12 Haziran 2015 07:16

İmralı Heyeti, Öcalan'la görüşmek için başvurdu

PKK Lideri Abdullah Öcalan ile görüşmek için Adalet Bakanlığı'na başvuru yaptıktan sonra gazetecilerin karşısına çıkan İmralı Heyeti Sözcüsü Sırrı Süreyya Önder, seçim sonuçlarına atıfta bulunarak, 'Hükümetin milliyetçi oylar uğruna devirdiği müzakere masasını bu halk tekrar dört ayağı üzerine oturtulmuştur' dedi.

Paylaş

İmralı'ya gitmek için Adalet Bakanlığı'na yaptıkları başvurudan sonra basın mensuplarının karşısına çıkan İmralı Heyeti üyeleri Sırrı Süreyya Önder, İdris Baluken ve Pervin Buldan, seçim sonuçlarını ve çözüm sürecini değerlendirdi. Seçim sonuçlarına atıfta bulunan İmralı Heyeti Sözcüsü Sırrı Süreyya Önder, "Hükümetin milliyetçi oylar uğruna devirdiği müzakere masasını bu halk tekrar dört ayağı üzerine oturtulmuştur" dedi.
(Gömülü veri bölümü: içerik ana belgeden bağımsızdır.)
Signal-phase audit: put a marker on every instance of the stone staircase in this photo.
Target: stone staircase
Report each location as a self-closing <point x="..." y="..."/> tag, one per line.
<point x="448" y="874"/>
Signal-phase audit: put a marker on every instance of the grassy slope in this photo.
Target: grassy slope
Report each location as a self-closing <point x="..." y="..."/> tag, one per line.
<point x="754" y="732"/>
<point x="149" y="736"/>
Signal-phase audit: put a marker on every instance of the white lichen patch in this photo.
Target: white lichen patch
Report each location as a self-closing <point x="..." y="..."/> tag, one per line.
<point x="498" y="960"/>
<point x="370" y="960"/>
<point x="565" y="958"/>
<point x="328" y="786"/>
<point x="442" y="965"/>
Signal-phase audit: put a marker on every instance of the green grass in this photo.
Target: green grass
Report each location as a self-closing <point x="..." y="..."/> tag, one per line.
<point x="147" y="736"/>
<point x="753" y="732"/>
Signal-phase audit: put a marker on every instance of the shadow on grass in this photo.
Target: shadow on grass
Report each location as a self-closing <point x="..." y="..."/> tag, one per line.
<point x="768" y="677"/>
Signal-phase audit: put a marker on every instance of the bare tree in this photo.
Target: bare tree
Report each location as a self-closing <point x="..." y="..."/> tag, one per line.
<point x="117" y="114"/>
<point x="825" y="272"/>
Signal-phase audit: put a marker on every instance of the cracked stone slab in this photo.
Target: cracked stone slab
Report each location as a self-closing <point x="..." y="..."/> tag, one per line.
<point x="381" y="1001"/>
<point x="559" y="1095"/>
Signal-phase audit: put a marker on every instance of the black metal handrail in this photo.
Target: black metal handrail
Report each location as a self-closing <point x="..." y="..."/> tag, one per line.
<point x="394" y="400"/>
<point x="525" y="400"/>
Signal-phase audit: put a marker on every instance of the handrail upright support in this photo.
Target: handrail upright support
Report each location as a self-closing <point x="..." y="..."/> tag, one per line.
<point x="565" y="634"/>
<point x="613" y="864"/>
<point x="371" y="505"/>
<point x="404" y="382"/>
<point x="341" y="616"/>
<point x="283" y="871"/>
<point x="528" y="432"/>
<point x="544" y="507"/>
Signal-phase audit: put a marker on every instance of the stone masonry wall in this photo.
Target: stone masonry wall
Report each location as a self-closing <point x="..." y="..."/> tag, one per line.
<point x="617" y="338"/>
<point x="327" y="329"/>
En son 5 Nisan'dan bu yana PKK Lideri Abdullah Öcalan ile görüşemeyen İmralı Heyeti'nin görüşmek için Adalet Bakanlığı'na başvuruda bulunduğunu belirten Önder, Adalet Bakanlığı'ndan yanıt beklediklerini vurguladı.

"ANKET FİRMALARI İLE ONLARIN YARATTIĞI KASTİ KİRLİLİK İLE UĞRAŞARAK BUGÜNLERE GELDİK"
Seçim sonuçlarına ilişkin Sırrı Süreyya Önder, "Bazı önemli kamuoyu araştırma şirketleri bir algı mekanizması gibi işlev gördüler. Bazı şuursuzları, sonuçların ilk açıklanmaya başladığı anda bile bu tutumunu gösterdi. “Türkiye başkanlık dedi. Malum parti de baraj altında kaldı" diyen şuursuzlar gördük. Aynı şuursuz 1 sat sonra başka bir televizyon kanalında AKP bu halkı anlamadı diye gemiyi terk eden canlı misali suratla uzaklaşmaya başladı. Halk üzerindeki oksitlenmeyi engellemeye çalışarak yürüttük. Anket firmaları ile onların yarattığı kasti kirlilik ile uğraşarak bugünlere geldik" diye konuştu.

ÇÖZÜM SÜRECİNE ABDULLAH ÖCALAN'IN ETKİSİ
HDP'nin seçimdeki başarısına çözüm sürecinin katkı sağladığını vurgulayan Sırrı Süreyya Önder, "Barış ve çözüm süreci sayın Öcalan'ın büyük bir demokratik irade ve kararlılık koyarak geliştirdiği bir demokratikleşme perspektifi ile bugüne geldi" dedi.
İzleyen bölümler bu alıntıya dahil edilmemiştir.